I'd like to compare some large objects representing trees and cache something to avoid comparing each time the new object with one already existing…
The question is what would be the best something ? (a compromise between performance and collisions…).
On the one hand, I have a regular hashCode function based on the value of various fields (following the chapter 3 of effective Java. But I'm not able to evaluate the potential collisions entailed by such an approach.
On the other hand, I have the MessageDigest approach from the standard java distribution with SHA-1 algorithm. I presume it's not going to be efficient but I may have less collision. Am I right ? Is it a correct solution in my context or am I completely wrong ?

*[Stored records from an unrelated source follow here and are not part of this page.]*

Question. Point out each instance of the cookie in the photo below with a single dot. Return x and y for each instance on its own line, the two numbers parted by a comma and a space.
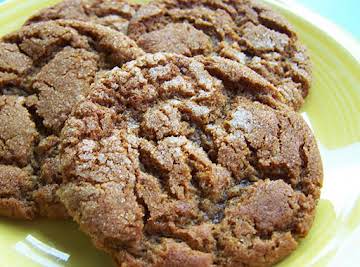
111, 13
165, 164
244, 31
45, 69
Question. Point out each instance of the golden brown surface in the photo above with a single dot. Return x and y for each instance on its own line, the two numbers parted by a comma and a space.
112, 13
242, 30
46, 68
164, 164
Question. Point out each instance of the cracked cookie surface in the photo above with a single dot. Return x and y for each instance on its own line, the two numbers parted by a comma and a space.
46, 68
166, 164
242, 30
111, 13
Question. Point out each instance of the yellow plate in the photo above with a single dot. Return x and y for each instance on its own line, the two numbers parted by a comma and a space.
333, 111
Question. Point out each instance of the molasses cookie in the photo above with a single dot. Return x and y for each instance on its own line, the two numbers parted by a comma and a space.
112, 13
46, 68
241, 30
166, 165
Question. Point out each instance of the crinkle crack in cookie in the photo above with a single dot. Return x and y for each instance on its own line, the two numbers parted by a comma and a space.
165, 166
112, 13
46, 69
242, 30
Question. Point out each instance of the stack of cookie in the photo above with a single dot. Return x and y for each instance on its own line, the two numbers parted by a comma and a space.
167, 131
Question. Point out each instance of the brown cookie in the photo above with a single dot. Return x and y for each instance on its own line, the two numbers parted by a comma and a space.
165, 165
45, 69
112, 13
244, 31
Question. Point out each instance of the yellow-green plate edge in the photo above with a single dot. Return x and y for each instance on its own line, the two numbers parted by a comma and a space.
332, 110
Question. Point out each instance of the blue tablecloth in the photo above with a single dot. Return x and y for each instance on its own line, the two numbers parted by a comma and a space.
345, 13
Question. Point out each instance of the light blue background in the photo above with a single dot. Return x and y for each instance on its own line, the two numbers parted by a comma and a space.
346, 13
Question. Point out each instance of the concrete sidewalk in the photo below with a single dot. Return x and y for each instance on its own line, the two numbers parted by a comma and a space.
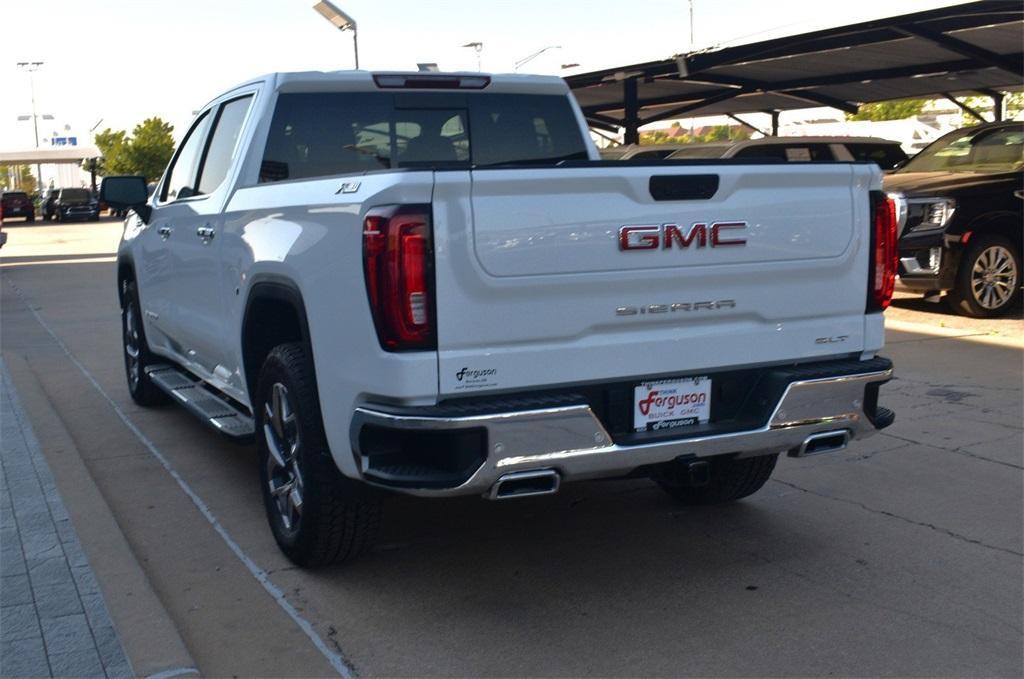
53, 621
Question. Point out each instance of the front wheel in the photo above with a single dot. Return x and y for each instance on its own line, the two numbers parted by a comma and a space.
729, 478
317, 515
988, 280
136, 351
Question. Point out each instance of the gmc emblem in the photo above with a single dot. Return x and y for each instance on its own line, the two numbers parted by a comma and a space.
662, 237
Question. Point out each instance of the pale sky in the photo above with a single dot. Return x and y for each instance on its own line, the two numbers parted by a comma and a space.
123, 60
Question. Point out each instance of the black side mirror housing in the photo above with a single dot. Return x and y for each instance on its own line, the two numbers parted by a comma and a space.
126, 193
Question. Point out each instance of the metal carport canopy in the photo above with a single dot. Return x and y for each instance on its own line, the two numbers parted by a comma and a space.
49, 156
968, 49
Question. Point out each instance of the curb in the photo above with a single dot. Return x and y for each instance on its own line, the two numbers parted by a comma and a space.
150, 638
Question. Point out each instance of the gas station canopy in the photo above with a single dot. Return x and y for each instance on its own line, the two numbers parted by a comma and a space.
975, 48
52, 155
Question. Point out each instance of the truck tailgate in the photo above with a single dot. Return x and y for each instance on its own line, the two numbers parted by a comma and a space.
534, 287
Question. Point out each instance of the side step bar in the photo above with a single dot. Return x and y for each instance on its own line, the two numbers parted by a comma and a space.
202, 402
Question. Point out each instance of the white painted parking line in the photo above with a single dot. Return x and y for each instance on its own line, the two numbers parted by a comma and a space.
336, 661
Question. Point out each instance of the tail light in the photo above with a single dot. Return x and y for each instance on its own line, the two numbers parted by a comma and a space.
882, 270
397, 261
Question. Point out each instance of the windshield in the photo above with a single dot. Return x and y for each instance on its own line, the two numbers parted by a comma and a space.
989, 150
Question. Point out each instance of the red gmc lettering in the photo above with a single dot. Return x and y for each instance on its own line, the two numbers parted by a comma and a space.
639, 238
698, 231
651, 237
716, 229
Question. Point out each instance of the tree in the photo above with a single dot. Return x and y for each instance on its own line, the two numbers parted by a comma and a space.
151, 147
113, 145
17, 177
146, 152
889, 110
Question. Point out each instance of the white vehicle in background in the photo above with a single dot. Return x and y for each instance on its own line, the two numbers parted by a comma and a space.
430, 284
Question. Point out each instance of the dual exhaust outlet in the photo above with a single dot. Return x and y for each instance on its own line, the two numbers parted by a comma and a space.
546, 481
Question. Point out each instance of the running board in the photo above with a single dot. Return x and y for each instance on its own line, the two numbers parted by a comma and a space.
201, 401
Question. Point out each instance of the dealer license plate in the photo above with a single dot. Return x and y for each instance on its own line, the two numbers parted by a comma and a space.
670, 404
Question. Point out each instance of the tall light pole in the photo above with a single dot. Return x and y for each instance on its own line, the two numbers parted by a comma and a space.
477, 47
31, 68
532, 56
342, 20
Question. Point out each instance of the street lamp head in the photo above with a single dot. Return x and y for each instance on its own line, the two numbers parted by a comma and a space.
339, 18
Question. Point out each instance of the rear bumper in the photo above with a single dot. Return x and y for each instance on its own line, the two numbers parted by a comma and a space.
571, 439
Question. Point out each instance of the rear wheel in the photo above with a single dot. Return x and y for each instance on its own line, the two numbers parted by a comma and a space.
729, 479
317, 515
988, 280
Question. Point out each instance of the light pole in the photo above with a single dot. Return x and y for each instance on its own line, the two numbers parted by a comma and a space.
342, 20
477, 47
31, 68
532, 56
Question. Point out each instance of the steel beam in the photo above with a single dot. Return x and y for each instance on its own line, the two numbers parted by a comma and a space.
968, 110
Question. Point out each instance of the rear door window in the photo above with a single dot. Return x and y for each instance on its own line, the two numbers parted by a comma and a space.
887, 156
332, 133
793, 153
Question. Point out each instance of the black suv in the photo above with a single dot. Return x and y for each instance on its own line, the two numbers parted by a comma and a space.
76, 204
958, 204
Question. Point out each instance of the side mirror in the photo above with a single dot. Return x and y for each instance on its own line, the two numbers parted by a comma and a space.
126, 193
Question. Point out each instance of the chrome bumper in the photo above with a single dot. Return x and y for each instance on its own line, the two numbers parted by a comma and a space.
572, 440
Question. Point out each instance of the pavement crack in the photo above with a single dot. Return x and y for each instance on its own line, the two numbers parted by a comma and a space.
924, 524
958, 451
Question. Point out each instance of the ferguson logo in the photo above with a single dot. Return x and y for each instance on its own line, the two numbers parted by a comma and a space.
664, 237
671, 401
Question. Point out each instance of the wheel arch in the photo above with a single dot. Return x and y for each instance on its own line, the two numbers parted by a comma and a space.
1001, 223
274, 313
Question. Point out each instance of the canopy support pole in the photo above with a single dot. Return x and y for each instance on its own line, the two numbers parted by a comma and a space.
632, 111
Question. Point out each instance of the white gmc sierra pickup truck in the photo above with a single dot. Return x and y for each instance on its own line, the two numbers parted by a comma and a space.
430, 284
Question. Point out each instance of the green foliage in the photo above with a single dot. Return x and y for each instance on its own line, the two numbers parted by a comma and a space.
17, 177
889, 110
151, 147
700, 135
145, 153
112, 145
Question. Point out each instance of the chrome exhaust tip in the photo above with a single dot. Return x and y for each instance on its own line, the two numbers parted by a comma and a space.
823, 441
524, 484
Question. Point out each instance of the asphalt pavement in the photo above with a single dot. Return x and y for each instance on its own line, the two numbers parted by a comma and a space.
899, 556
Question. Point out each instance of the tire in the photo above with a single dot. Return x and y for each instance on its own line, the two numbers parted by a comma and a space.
317, 515
136, 351
730, 479
988, 280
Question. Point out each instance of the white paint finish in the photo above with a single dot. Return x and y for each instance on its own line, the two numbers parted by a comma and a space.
527, 271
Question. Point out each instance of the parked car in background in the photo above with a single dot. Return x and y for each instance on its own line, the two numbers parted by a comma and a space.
47, 203
76, 204
958, 207
884, 153
17, 204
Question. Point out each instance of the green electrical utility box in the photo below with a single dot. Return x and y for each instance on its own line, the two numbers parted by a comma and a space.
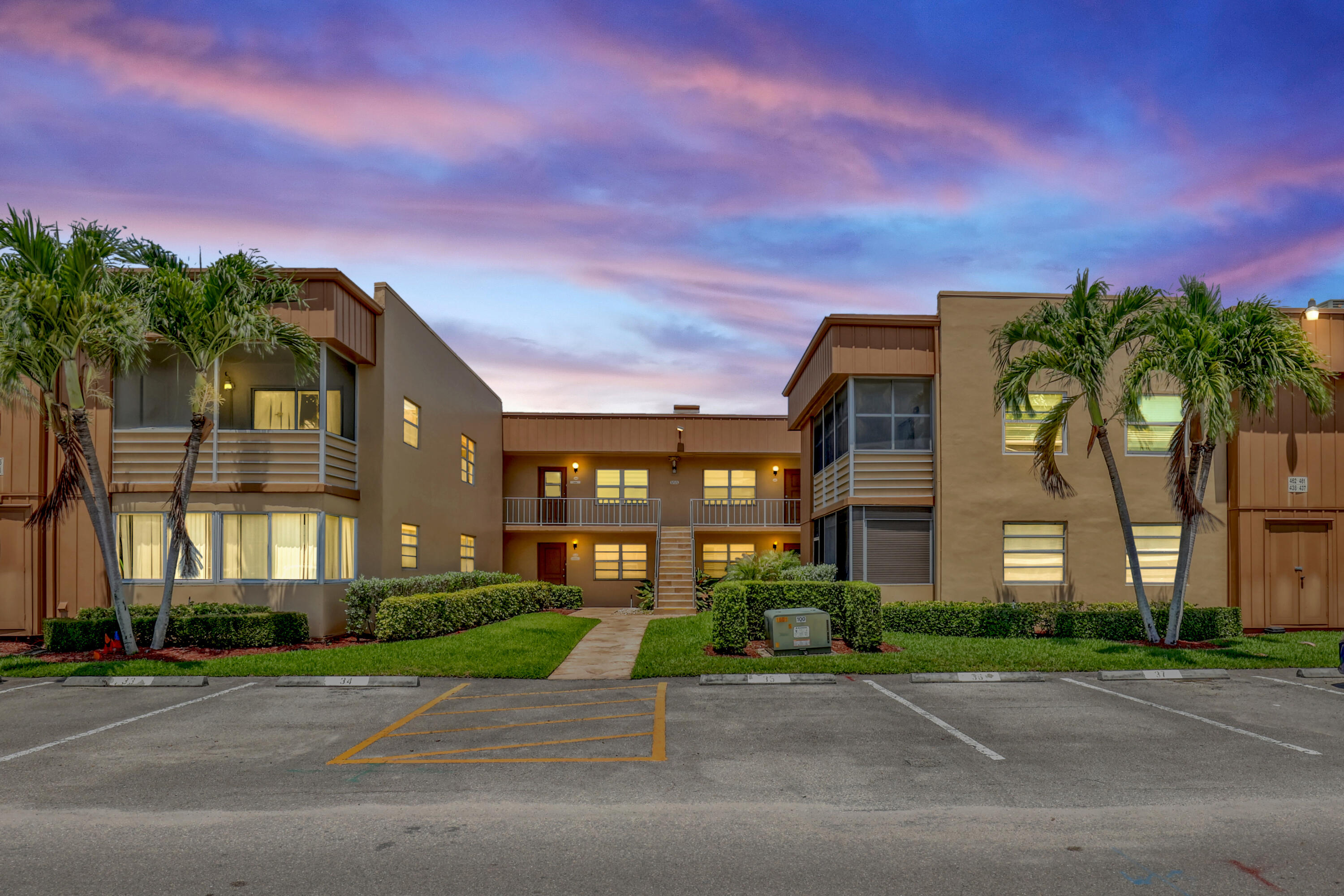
797, 632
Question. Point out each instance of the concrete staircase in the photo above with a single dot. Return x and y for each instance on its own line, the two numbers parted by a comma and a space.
676, 571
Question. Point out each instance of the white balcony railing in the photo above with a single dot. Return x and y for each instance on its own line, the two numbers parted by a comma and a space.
581, 512
753, 512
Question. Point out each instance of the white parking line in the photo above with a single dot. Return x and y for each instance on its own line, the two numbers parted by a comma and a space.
22, 687
1191, 715
1338, 694
124, 722
936, 720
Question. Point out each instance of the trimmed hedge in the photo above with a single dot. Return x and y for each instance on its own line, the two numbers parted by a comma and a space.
431, 616
1123, 622
740, 610
1105, 621
365, 597
222, 632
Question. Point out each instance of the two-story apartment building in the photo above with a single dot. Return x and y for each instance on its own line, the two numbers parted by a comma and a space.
605, 500
388, 462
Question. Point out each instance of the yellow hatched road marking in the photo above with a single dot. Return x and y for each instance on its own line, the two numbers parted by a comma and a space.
539, 743
547, 706
656, 754
519, 724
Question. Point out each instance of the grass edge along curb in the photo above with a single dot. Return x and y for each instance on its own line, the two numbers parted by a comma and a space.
675, 646
741, 606
431, 616
527, 646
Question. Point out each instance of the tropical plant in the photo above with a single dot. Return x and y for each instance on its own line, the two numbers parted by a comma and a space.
1225, 362
768, 566
1070, 345
203, 315
68, 320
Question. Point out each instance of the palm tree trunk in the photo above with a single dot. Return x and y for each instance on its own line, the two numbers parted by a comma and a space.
1203, 462
178, 520
1127, 528
100, 512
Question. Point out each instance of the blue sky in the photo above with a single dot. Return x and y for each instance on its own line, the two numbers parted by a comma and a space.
619, 206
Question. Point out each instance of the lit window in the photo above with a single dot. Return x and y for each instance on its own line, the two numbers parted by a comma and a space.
410, 546
1159, 416
140, 546
1021, 429
1159, 544
468, 461
340, 548
623, 485
1034, 552
620, 560
715, 558
198, 530
244, 542
730, 487
892, 416
293, 546
410, 422
292, 410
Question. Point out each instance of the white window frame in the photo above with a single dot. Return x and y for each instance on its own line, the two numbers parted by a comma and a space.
1143, 422
1064, 432
1062, 551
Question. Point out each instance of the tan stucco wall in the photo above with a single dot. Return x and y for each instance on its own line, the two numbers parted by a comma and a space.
422, 487
521, 476
980, 488
521, 558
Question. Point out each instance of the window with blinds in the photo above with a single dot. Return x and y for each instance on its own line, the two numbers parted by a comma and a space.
893, 546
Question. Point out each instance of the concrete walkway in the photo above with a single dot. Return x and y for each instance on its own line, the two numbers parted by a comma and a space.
609, 649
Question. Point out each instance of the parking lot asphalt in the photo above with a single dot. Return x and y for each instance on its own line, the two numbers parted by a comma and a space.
1070, 786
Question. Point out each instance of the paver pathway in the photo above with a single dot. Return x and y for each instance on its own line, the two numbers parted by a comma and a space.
609, 649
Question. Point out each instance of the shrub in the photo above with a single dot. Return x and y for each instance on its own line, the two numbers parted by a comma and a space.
740, 607
363, 597
1123, 622
222, 632
431, 616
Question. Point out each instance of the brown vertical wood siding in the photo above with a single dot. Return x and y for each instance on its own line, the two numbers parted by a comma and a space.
652, 435
334, 316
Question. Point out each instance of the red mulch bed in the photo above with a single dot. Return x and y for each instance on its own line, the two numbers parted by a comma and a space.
1182, 645
179, 655
760, 649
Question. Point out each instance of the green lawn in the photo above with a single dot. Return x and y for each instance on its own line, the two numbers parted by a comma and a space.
527, 646
676, 648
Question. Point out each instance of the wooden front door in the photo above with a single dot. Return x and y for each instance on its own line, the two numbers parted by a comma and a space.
550, 488
550, 562
792, 489
1297, 556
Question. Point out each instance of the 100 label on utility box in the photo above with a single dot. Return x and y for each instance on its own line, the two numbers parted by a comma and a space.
797, 632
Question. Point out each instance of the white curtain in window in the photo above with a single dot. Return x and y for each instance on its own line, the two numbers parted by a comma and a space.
293, 546
198, 530
244, 540
140, 546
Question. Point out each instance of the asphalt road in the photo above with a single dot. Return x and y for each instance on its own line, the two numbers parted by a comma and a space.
764, 789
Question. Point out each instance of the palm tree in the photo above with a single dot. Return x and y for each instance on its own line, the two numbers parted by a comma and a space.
203, 315
69, 319
1070, 345
1225, 362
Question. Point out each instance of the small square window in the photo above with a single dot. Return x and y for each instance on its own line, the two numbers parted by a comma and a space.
410, 422
410, 546
467, 552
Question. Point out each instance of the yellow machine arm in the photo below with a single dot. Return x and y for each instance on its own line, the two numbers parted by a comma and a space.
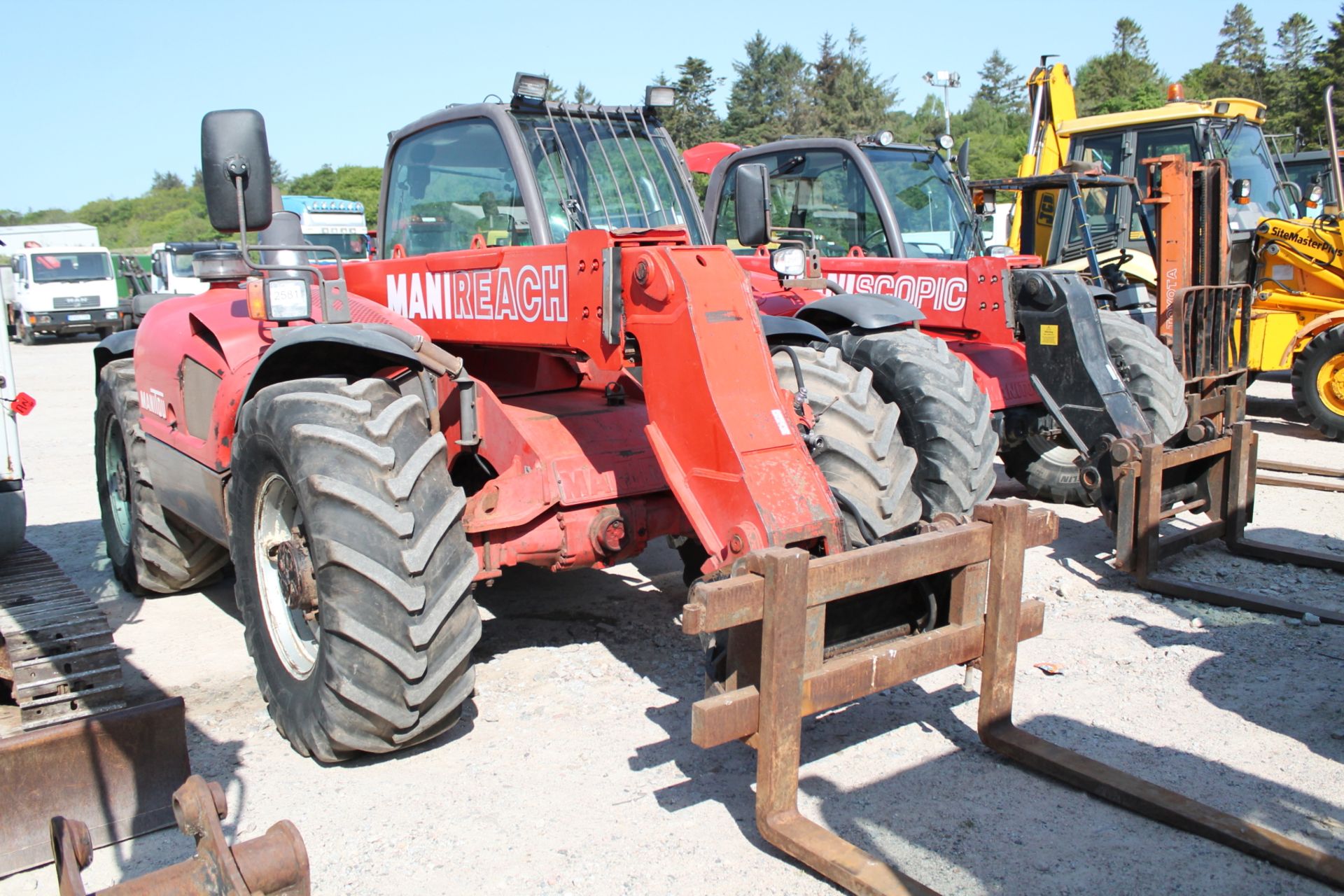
1051, 99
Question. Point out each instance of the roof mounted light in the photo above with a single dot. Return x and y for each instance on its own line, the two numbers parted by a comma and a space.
530, 86
659, 97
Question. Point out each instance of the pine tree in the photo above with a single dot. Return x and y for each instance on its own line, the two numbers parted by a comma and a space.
1289, 83
691, 120
1000, 85
1242, 51
1128, 39
1329, 70
850, 99
1124, 78
769, 94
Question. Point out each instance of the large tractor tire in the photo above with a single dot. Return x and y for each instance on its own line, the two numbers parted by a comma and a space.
354, 574
1046, 465
1319, 383
867, 465
944, 415
151, 550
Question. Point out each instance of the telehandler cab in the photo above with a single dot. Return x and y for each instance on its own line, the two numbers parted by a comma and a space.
546, 365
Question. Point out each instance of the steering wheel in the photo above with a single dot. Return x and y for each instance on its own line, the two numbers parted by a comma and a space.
874, 241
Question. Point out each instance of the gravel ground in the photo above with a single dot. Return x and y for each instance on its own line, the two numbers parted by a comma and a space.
573, 771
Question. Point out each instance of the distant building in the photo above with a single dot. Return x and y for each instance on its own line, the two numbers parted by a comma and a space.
49, 235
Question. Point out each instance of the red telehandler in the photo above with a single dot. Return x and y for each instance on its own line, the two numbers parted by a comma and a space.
549, 365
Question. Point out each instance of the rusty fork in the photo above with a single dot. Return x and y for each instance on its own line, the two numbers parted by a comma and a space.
788, 593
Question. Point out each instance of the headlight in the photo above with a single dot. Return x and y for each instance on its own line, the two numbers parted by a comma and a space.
788, 261
279, 300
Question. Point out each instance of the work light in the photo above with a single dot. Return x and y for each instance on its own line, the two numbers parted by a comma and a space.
279, 298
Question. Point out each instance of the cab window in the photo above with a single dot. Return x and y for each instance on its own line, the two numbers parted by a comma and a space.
449, 186
822, 191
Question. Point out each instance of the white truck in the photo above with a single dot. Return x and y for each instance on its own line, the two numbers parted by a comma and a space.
62, 289
172, 269
326, 220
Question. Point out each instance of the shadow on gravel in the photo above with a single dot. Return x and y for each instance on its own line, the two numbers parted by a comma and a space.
78, 550
1300, 669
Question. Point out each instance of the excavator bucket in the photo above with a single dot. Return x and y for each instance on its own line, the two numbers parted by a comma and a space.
790, 594
83, 752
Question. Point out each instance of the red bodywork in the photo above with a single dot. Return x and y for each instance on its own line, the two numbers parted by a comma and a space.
705, 442
964, 302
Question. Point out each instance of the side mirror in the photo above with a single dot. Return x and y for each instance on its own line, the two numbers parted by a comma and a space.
233, 149
752, 197
1242, 191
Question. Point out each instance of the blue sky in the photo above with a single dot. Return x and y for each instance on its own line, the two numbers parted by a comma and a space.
101, 93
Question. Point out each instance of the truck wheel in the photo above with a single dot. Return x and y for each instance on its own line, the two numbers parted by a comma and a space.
862, 454
1319, 383
354, 574
26, 335
944, 415
151, 550
1046, 465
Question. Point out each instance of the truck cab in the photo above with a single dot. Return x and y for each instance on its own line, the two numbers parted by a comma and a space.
64, 290
326, 220
172, 266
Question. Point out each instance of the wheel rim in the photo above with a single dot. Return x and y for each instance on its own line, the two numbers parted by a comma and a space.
118, 479
1329, 383
276, 531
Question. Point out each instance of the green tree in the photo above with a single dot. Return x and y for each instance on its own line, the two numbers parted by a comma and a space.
850, 99
1292, 105
1242, 54
315, 183
769, 96
166, 181
1124, 78
1000, 85
1329, 70
692, 120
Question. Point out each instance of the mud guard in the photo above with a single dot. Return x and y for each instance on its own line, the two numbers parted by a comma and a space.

The thing is that I don't know what would be the size of the objects. Please also note that the value computed is not going to be used in a HashTable.
thx…
Best Solution
See the following:
Keep in mind the following:
Generally, you can determine the chance of a collision based upon the number of expected objects and the number of possible hashes (max hash value). See http://en.wikipedia.org/wiki/Birthday_paradox for the detailed explanation.
Personally? Java objects (instantiated classes) < 10,000? Hash code. Representing files / blobs / lots of data? SHA-1. I use SHA-1 hashing in my database to keep people from doing ETL work on the same file more than once. I then use SHA-1 hashing again at a second level to keep people from ETLing the same section in more than once file (e.g., different files but the same order shows up twice).